# Training a Quantum Circuit to Predict CpG Site Methylation

This notebook demonstrates the process of training a Parameterized Quantum Circuit (PQC) to predict whether a CpG site in a reference genome will be methylated.

## Inputs

- Sequences of nucleotides surrounding a CpG site. Encoded as one of the set {A, C, T, G}
- Either 1 or 0 representing whether the majority of experiments found a site to be methylated or not, respectively

## Extracting Surrounding Sequences

This tool extracts sequences of the length provided from the reference genome. There is an option to extract only sequences with at least a certain number of experiments on the CpG sites.

In [1]:
from qenetics.qcpg import qcpg


## The Parameterized Quantum Circuit

### Encoding Circuit

Multi-Controlled X (MCX) gates are used to encode the nucledotide information at each location in the sequence. The active controls correspond to the binary representation of the index of each nucleotide and the four data qubits correspond to the nucleotides A, T, C, and G, respectively.

In [2]:
from numpy.typing import NDArray
import pennylane as qml

from qenetics.qcpg import qcpg
from qenetics.tools.cpg_sampler import string_to_nucleotides, Nucleodtide


sequence: list[Nucleodtide] = string_to_nucleotides("ATCGATCGATCGATCG")
data_register_size: int = 4
address_register_size: int = qcpg.calculate_address_register_size(
    len(sequence)
)
circuit_width: int = address_register_size + data_register_size

@qml.qnode(qml.device("default.qubit", wires=circuit_width))
def run_encode_circuit(
    sequence: list[Nucleodtide],
):
    qcpg.single_encode_all_nucleotides(sequence)
    return qml.expval(
        qml.PauliZ(wires=circuit_width - 2)
        @ qml.PauliZ(wires=circuit_width - 1)
    )

print(qml.draw(run_encode_circuit)(sequence=sequence))

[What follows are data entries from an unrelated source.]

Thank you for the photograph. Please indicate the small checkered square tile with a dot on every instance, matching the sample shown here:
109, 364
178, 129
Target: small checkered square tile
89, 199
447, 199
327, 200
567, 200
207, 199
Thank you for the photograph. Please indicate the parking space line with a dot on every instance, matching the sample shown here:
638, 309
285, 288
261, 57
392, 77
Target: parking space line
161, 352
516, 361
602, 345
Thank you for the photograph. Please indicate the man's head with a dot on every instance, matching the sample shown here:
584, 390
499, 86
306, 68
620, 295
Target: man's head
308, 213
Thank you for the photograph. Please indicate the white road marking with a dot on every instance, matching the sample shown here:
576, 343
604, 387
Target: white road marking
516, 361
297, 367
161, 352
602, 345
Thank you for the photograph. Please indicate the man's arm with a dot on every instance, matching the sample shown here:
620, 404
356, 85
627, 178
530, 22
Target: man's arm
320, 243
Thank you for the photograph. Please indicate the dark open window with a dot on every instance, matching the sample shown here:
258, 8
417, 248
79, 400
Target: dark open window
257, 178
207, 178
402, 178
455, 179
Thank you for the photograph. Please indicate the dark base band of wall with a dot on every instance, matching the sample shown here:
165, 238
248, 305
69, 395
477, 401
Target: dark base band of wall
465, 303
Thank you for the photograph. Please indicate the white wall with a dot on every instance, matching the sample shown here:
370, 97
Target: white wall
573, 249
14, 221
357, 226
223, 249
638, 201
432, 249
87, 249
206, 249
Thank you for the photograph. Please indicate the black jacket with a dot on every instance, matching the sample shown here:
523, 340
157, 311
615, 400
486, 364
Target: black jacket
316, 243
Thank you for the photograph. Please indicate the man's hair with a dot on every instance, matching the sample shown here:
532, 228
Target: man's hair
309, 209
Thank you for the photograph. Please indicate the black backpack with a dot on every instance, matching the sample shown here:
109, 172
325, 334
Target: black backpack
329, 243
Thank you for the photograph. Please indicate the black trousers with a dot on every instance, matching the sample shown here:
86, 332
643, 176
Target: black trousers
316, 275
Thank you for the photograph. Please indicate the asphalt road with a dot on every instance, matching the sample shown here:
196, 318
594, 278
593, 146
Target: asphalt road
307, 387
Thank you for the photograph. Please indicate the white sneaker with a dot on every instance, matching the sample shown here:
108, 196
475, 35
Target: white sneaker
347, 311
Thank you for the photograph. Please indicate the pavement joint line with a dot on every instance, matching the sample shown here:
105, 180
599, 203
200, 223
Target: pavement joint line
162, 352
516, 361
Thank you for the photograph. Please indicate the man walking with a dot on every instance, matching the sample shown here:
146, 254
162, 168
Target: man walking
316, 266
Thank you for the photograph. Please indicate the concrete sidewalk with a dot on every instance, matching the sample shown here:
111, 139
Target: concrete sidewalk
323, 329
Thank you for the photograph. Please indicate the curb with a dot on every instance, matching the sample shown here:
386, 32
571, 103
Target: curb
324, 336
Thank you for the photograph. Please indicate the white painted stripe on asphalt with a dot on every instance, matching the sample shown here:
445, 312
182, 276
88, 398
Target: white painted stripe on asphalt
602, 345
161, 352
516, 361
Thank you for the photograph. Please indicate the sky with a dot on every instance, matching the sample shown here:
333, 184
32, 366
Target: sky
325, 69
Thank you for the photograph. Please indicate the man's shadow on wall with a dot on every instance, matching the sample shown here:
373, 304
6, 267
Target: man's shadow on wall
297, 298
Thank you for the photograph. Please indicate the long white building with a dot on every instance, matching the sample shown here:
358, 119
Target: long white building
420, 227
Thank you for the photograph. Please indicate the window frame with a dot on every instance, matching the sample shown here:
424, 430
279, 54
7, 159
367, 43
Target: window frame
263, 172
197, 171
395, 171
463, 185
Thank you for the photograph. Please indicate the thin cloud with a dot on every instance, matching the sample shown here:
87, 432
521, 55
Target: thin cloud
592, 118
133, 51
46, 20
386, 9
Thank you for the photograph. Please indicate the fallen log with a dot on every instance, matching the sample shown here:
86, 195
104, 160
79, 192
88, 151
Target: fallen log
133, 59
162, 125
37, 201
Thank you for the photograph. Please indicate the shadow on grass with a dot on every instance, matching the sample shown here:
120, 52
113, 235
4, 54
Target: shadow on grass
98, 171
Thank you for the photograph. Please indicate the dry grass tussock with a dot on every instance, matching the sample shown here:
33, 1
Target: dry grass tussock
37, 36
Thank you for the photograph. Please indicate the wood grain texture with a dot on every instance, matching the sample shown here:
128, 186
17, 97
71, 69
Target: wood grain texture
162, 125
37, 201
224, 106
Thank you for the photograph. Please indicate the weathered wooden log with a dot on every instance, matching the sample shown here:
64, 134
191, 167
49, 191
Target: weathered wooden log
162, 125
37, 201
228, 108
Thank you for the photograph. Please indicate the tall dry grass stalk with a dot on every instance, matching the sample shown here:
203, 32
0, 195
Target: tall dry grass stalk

0: ─╭○─╭○─╭○─╭○─╭○─╭○─╭○─╭○─╭●─╭●─╭●─╭●─╭●─╭●─╭●─╭●─┤       
1: ─├○─├○─├○─├○─├●─├●─├●─├●─├○─├○─├○─├○─├●─├●─├●─├●─┤       
2: ─├○─├○─├●─├●─├○─├○─├●─├●─├○─├○─├●─├●─├○─├○─├●─├●─┤       
3: ─├○─├●─├○─├●─├○─├●─├○─├●─├○─├●─├○─├●─├○─├●─├○─├●─┤       
4: ─╰X─│──│──│──╰X─│──│──│──╰X─│──│──│──╰X─│──│──│──┤       
5: ────╰X─│──│─────╰X─│──│─────╰X─│──│─────╰X─│──│──┤       
6: ───────╰X─│────────╰X─│────────╰X─│────────╰X─│──┤ ╭<Z@Z>
7: ──────────╰X──────────╰X──────────╰X──────────╰X─┤ ╰<Z@Z>


### Ansatz

Below is the code to draw the second half of the circuit, which applies parameterized gates to the existing encoded state in an attempt to train a model that correctly categorizes each sequence as methylated or not.

In [3]:
from pennylane import numpy as pnp


@qml.qnode(qml.device("default.qubit", wires=circuit_width))
def run_ansatz_circuit(
    parameters: NDArray[float],
):
    layer_quantity: int = parameters.shape[0]
    wire_quantity: int = parameters.shape[1]
    rotations_quantity: int = parameters.shape[2]
    for layer_index in range(layer_quantity):
        qml.StronglyEntanglingLayers(
            parameters[layer_index, :, :].reshape(
                (1, wire_quantity, rotations_quantity)
            ),
            range(wire_quantity),
        )
    return qml.expval(
        qml.PauliZ(wires=circuit_width - 2)
        @ qml.PauliZ(wires=circuit_width - 1)
    )

unique_nucleotide_quantity: int = 4
layer_quantity: int = 2
params_shape = qml.StronglyEntanglingLayers.shape(
        n_layers=layer_quantity,
        n_wires=address_register_size + unique_nucleotide_quantity,
    )
parameters: NDArray = pnp.random.default_rng().random(size=params_shape)
print(qml.draw(run_ansatz_circuit)(parameters=parameters))

0: ─╭StronglyEntanglingLayers(M0)─╭StronglyEntanglingLayers(M1)─┤       
1: ─├StronglyEntanglingLayers(M0)─├StronglyEntanglingLayers(M1)─┤       
2: ─├StronglyEntanglingLayers(M0)─├StronglyEntanglingLayers(M1)─┤       
3: ─├StronglyEntanglingLayers(M0)─├StronglyEntanglingLayers(M1)─┤       
4: ─├StronglyEntanglingLayers(M0)─├StronglyEntanglingLayers(M1)─┤       
5: ─├StronglyEntanglingLayers(M0)─├StronglyEntanglingLayers(M1)─┤       
6: ─├StronglyEntanglingLayers(M0)─├StronglyEntanglingLayers(M1)─┤ ╭<Z@Z>
7: ─╰StronglyEntanglingLayers(M0)─╰StronglyEntanglingLayers(M1)─┤ ╰<Z@Z>

M0 = 
[[[0.96361589 0.79293482 0.23048376]
  [0.23390801 0.82517604 0.31622458]
  [0.71361937 0.24813393 0.50982154]
  [0.76518519 0.53301164 0.27281518]
  [0.08983888 0.16238679 0.06364833]
  [0.30117034 0.15672925 0.0931274 ]
  [0.37797982 0.21020801 0.05751823]
  [0.74530049 0.46723167 0.59926759]]]
M1 = 
[[[0.94285808 0.62429347 0.9601778 ]
  [0.63695646 0.71703647 0.91392788]
  [0.96942012 0.44169122 0.0154

The [StronglyEntanglingLayers](https://docs.pennylane.ai/en/stable/code/api/pennylane.StronglyEntanglingLayers.html) ansatz provides a maximally entangled quantum circuit with maximal degrees of freedom in the rotation gates. Below is a graphic representation of the ansatz. 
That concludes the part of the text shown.